Introduction
Every engineering team talks about uptime. "We need five nines." "Our SLA is 99.9%." "We hit our SLO this quarter."
But ask most engineers what an SLO actually means — mathematically, operationally, legally — and the confidence drops fast. Ask them what SLI their SLO is based on, and you will get a blank stare or a hand-wavy "uh, latency, I guess."
This confusion has real costs:
- Teams define SLOs against meaningless SLIs — like "overall uptime" of a system that has 47 microservices, five of which are critical and the rest are decorative.
- They set unrealistic targets because "five nines sounds good" without understanding the reliability budget.
- They confuse SLOs (internal reliability targets) with SLAs (external, often legal commitments) and end up over-engineering for contracts that don't require it.
This guide fixes that. You will learn:
- The precise definition of SLI, SLO, and SLA — and the differences that matter.
- How to choose the right SLIs for real production services.
- How to set achievable SLOs with math that works.
- How SLAs relate to SLOs (spoiler: they are not the same).
- Real Prometheus examples for measuring SLIs and burning down SLOs.
- The common mistakes teams make — and how to avoid them.
Let's start with a single analogy that makes everything click.
The Analogy: Speedometer, Speed Limit, Traffic Ticket
Think of a car journey.
- SLI is the speedometer. It measures something — how fast you are going right now. It is raw data. "The 95th percentile latency of the checkout endpoint over the last 5 minutes was 342 ms." That is an SLI.
- SLO is the speed limit. It says: "95th percentile latency should be under 500 ms over a 30-day rolling window." That is your target. You can choose to drive faster (higher risk) or slower (more cautious).
- SLA is the traffic ticket. If you violate the speed limit for too long, you pay a penalty. An SLA says: "If 95th percentile latency exceeds 500 ms for more than 0.1% of the month, we credit the customer 5% of their bill."
The speedometer tells you the current value. The speed limit tells you where you want to be. The ticket tells you what happens if you fail.
SLI: The Raw Measurement
Definition
A Service Level Indicator (SLI) is a carefully defined quantitative measure of some aspect of the service you care about.

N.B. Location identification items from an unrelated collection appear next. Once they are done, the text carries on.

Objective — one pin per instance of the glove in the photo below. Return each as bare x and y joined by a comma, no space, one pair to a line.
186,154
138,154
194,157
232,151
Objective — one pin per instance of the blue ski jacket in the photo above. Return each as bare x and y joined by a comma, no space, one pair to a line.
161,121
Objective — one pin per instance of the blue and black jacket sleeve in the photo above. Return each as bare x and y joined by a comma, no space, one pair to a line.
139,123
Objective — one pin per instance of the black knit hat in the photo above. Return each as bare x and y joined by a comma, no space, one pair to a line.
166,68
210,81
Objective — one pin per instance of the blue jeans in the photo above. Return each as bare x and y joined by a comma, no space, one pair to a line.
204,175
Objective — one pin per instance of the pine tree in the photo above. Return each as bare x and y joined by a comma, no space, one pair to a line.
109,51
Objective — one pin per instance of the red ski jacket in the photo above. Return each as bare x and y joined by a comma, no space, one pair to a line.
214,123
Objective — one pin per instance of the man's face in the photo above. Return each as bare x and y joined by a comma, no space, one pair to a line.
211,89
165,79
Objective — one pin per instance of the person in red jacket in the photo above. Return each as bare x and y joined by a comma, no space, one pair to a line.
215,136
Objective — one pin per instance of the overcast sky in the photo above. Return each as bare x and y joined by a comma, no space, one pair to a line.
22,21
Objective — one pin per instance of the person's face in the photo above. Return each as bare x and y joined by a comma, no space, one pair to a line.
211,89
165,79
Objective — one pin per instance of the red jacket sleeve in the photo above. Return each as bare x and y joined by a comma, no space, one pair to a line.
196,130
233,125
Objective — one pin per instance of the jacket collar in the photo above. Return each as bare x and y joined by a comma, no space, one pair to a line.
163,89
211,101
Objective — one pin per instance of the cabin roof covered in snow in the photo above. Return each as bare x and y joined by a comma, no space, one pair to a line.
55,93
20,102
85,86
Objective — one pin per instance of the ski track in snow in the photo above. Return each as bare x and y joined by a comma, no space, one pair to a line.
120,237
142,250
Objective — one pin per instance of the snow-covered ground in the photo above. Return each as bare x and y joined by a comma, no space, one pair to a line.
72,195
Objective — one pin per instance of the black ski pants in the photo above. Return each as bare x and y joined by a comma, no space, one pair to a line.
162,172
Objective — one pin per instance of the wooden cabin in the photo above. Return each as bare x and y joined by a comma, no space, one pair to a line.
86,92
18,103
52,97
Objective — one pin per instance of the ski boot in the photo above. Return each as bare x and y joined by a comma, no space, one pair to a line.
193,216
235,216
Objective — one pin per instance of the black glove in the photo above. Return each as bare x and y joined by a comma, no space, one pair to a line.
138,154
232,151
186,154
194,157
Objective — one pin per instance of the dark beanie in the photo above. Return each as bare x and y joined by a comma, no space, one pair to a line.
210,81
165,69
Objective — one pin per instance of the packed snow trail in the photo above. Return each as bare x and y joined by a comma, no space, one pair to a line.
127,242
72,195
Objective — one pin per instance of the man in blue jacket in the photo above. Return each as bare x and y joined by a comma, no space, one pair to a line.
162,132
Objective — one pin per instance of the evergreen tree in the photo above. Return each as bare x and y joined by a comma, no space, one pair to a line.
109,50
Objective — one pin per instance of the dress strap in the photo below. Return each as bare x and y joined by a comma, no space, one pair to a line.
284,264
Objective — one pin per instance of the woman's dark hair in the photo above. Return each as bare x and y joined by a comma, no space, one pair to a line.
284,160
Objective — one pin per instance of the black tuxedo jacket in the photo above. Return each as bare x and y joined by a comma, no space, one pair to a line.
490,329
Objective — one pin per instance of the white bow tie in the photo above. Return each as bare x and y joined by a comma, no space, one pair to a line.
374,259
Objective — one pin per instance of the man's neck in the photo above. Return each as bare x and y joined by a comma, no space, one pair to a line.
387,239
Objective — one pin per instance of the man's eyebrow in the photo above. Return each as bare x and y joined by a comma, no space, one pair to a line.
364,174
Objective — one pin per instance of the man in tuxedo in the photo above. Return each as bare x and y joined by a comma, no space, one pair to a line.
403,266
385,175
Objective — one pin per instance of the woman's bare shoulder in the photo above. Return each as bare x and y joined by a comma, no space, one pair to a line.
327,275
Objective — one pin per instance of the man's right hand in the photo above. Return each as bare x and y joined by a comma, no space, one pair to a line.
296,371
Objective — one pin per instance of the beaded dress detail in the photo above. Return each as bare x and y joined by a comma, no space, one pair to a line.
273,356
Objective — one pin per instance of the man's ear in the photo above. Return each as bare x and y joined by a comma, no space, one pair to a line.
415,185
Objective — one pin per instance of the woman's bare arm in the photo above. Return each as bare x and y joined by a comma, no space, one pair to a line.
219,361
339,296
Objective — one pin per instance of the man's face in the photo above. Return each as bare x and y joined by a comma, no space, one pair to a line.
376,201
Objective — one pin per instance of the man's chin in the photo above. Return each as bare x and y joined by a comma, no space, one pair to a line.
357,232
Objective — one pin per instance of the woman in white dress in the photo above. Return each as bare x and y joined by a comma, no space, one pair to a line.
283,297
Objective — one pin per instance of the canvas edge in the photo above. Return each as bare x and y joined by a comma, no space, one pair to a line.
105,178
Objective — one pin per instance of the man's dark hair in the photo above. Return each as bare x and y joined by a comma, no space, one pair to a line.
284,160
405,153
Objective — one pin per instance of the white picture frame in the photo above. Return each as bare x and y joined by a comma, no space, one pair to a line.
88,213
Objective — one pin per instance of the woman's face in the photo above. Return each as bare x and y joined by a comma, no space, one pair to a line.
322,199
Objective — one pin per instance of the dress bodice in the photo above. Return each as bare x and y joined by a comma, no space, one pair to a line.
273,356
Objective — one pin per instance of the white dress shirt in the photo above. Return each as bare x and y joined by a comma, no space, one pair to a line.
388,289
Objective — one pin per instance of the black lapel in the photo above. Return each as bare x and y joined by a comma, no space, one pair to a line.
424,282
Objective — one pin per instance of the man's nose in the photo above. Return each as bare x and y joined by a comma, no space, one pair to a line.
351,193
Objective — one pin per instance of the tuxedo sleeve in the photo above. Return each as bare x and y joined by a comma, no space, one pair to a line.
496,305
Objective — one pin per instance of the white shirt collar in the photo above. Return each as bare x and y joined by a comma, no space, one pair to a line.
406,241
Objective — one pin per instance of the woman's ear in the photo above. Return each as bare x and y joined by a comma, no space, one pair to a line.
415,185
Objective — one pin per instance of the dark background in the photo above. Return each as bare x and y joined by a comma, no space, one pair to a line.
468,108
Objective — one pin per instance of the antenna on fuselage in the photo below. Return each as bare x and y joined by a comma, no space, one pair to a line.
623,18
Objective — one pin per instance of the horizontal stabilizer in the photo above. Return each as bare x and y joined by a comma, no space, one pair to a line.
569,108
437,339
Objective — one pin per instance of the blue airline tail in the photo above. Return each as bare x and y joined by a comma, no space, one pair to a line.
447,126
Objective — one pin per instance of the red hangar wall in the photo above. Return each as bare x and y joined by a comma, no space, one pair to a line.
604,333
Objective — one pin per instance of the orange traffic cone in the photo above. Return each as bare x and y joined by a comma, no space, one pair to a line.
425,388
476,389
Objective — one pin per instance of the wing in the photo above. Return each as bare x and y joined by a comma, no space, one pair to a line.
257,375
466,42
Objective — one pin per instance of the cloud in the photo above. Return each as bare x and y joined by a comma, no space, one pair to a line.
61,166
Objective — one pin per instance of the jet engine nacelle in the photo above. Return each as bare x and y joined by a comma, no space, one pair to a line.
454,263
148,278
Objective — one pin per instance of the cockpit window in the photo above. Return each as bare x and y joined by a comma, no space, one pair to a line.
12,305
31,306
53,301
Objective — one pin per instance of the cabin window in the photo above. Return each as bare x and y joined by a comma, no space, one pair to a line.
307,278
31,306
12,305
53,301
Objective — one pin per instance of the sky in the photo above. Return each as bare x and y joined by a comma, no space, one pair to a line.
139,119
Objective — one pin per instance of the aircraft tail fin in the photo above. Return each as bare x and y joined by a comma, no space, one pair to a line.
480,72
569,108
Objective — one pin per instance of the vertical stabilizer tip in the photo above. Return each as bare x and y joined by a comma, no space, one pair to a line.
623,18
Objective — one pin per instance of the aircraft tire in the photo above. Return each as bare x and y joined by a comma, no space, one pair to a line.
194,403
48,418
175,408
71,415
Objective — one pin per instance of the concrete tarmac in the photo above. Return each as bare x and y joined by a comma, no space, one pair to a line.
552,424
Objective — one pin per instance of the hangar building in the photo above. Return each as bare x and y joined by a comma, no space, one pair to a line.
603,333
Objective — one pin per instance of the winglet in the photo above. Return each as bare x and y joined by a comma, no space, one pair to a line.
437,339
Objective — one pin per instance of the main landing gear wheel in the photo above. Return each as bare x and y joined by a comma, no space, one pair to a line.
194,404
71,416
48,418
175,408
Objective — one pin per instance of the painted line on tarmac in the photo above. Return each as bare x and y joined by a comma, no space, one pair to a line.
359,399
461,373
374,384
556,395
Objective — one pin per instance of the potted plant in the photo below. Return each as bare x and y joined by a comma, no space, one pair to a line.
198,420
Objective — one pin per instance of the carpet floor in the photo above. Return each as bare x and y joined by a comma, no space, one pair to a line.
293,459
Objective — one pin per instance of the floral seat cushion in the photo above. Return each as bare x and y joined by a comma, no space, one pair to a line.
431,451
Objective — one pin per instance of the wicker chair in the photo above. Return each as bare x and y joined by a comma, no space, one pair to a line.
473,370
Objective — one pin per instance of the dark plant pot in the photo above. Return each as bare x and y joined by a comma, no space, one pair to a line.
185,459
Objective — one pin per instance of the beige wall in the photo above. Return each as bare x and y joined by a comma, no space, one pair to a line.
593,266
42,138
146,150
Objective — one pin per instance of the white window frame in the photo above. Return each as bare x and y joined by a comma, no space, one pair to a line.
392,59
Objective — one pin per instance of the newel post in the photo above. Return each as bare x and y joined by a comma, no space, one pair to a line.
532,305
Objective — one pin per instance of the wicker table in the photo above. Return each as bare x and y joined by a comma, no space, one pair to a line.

The key words are "carefully defined." A bad SLI definition leads to bad SLOs. A good SLI definition is specific, measurable, and meaningful to users.
The Four Golden Signals
Google's SRE literature defines four golden signals. Every service should have SLIs in at least these categories:
| Signal | What it measures | Example SLI |
|---|---|---|
| Latency | How long it takes to respond | "95th percentile HTTP response time for GET /api/orders" |
| Traffic | How much demand is placed on the system | "Requests per second to the web frontend" |
| Errors | How many requests fail | "Ratio of HTTP 500 responses to total requests" |
| Saturation | How "full" the system is | "CPU utilization percentage across the cluster" |
Most teams stop at latency and errors. That is a good start but incomplete. Saturation, in particular, is a leading indicator — if you only measure it when errors spike, you are always reacting.
Choosing Good SLIs
A good SLI has three properties:
-
User-visible. Measure what the user experiences, not what the infrastructure is doing. If the database is having replication lag but users are not affected, that is an ops concern, not an SLI. If users are affected (stale data, timeouts), then it becomes an SLI.
-
Measurable consistently. You need to collect the same measurement the same way every time. "Latency" is not an SLI. "p95 of the last 30 seconds of HTTP request duration measured server-side" is an SLI.
-
Actionable. If the SLI goes bad, someone should know what to do about it. "Number of times the database is restarted" is measurable but, alone, tells you nothing about what to fix.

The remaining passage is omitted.